Ninguém consegue escapar de um contrato Rosenthal.
Ollie se vira para observar uma aeronave em chamas caindo perto, um rastro de fogo marcando seu avanço. Chamas irrompem em uma linha a algumas centenas de metros de distância.
“Preciso me mover”, digo a ele.
Consigo sentir o pulso monstruoso do ritual de Semiramis me cutucando. Nirari deve estar nessa direção. Pelo menos ela ainda está viva.
Não tenho tempo a perder. Correr é mais rápido do que voar aqui. Também preciso considerar a fadiga mental. Estamos lutando há mais de doze horas agora e até minha mente precisa descansar. Espero não encontrar muitos obstáculos.
“Vamos abrir um caminho para você”, diz Ollie, talvez entendendo minhas preocupações. “Por aqui!”
“Vou ficar aqui e encontrar um rádio”, diz Stiglitz antes de ir para a tenda mais próxima.
O ruivo corre, Aki ao seu lado. O sigo por um bosque próximo para encontrar as trincheiras que ele havia mencionado.

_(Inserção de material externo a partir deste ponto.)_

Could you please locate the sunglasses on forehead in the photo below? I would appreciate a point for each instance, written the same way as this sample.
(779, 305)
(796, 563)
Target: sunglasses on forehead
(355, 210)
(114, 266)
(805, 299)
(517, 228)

Na nossa frente, várias linhas de fortificações e ninhos de metralhadoras abrigam uma colmeia de soldados em movimento em uniformes franceses e combatentes da Cabala Vermelha em escarlate. Um campo vazio se estende para florestas distantes, agora repleto de crateras de morteiro e cadáveres de selvagens. Reconheço Jeffrey na primeira linha com um grupo de lobisomens americanos. Ele já está transformado. Soldados nervosos recarregam e se preparam. Percebo que os soldados franceses empunham armas IGL em vez de suas próprias.

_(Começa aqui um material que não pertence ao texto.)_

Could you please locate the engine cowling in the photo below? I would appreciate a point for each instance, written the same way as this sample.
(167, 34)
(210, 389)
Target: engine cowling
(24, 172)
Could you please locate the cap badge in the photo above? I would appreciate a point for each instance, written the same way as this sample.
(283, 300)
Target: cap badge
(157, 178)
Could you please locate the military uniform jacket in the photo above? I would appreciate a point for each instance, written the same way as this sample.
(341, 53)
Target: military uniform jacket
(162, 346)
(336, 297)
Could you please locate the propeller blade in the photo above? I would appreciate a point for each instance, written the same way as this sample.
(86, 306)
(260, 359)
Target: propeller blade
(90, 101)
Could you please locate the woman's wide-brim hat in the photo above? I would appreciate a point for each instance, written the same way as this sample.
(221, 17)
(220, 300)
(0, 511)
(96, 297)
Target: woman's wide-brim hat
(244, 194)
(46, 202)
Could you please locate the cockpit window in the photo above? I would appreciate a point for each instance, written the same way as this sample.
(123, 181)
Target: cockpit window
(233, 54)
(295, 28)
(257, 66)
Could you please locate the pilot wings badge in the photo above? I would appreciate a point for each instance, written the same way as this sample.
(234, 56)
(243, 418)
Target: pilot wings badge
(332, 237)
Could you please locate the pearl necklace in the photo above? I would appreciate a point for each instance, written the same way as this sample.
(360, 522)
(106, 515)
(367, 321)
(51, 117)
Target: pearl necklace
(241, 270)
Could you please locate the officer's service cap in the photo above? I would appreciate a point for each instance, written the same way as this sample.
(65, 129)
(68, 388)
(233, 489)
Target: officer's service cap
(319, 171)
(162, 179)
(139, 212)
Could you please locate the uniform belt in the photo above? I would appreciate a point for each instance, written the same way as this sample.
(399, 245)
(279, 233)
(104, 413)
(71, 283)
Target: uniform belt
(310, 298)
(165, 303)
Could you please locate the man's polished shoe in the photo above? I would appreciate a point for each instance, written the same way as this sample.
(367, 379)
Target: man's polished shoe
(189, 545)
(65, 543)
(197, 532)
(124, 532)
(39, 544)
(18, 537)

“Compartilhando minha propriedade com estranhos?”, pergunto a Ollie.
“Os rifles deles não conseguem disparar nossas balas de prata, então nós compartilhamos. Você já tentou usar munição com camisa de aço em um lobisomem enlouquecido?”
“Não, acredito que nunca tenha tentado.”
“Acho que não teria”, resmungou ele. “Ah, eles estão vindo de novo.”
Um lobisomem massivo aparece na beira da floresta, logo cercado por uma massa de selvagens.
“Ele tem nos testado. Firmes!”, ordena Ollie.
Os humanos e magos abandonam o que estavam fazendo para pegar suas armas.
“Eu poderia simplesmente matá-lo”, observo.
“Isso deixará os selvagens furiosos, segundo Jeffrey. Ele quer matar o líder sozinho. Ele recusou minha ajuda”, diz Aki com aprovação. “Vou abrir caminho para você depois que eles atacarem.”
“Vá em frente”, diz Slava. “Urchin e eu vamos alcançá-la.”
O líder inimigo uiva, um som doloroso mais próximo de um cântico fúnebre do que uma celebração da caça. Os selvagens não parecem se importar e eles se precipitam enquanto ele permanece para trás.
“Firmes… Agora! Fogo!”
Sob a direção de Ollie, os soldados desencadeiam uma tempestade de prata. Percebo que eles atacam em todos os lugares, exceto em um corredor que leva diretamente ao líder.
“Caçamos”, diz Aki.
O sigo e Jeffrey enquanto eles avançam contra a massa de selvagens que atacam. Jeffrey ruge um desafio, mas o inimigo apenas rosna, se afastando. Ele pretende nos deixar cansados.
Árvores explodem atrás dele. Uma longa flecha preta está cravada na grama. O inimigo hesita e isso é tudo o que Jeffrey precisa para rugir novamente e para a batalha se tornar inevitável. Aki habilmente abre um caminho para nós com sua lança. Ele a joga à sua frente para espetar vários inimigos antes que ela reapareça em sua mão em breve. Nosso caminho nos leva para longe de um grande círculo onde Jeffrey e o inimigo lutam enquanto seus homens formam um anel para cobrir suas costas. Estamos na floresta em breve, embora eu acompanhe o duelo por mais algum tempo.
“Vou ficar para trás”, diz Aki ao meu lado. “Vamos nos juntar a você assim que estivermos livres.”
“Pode ser tarde demais”, respondo amargamente.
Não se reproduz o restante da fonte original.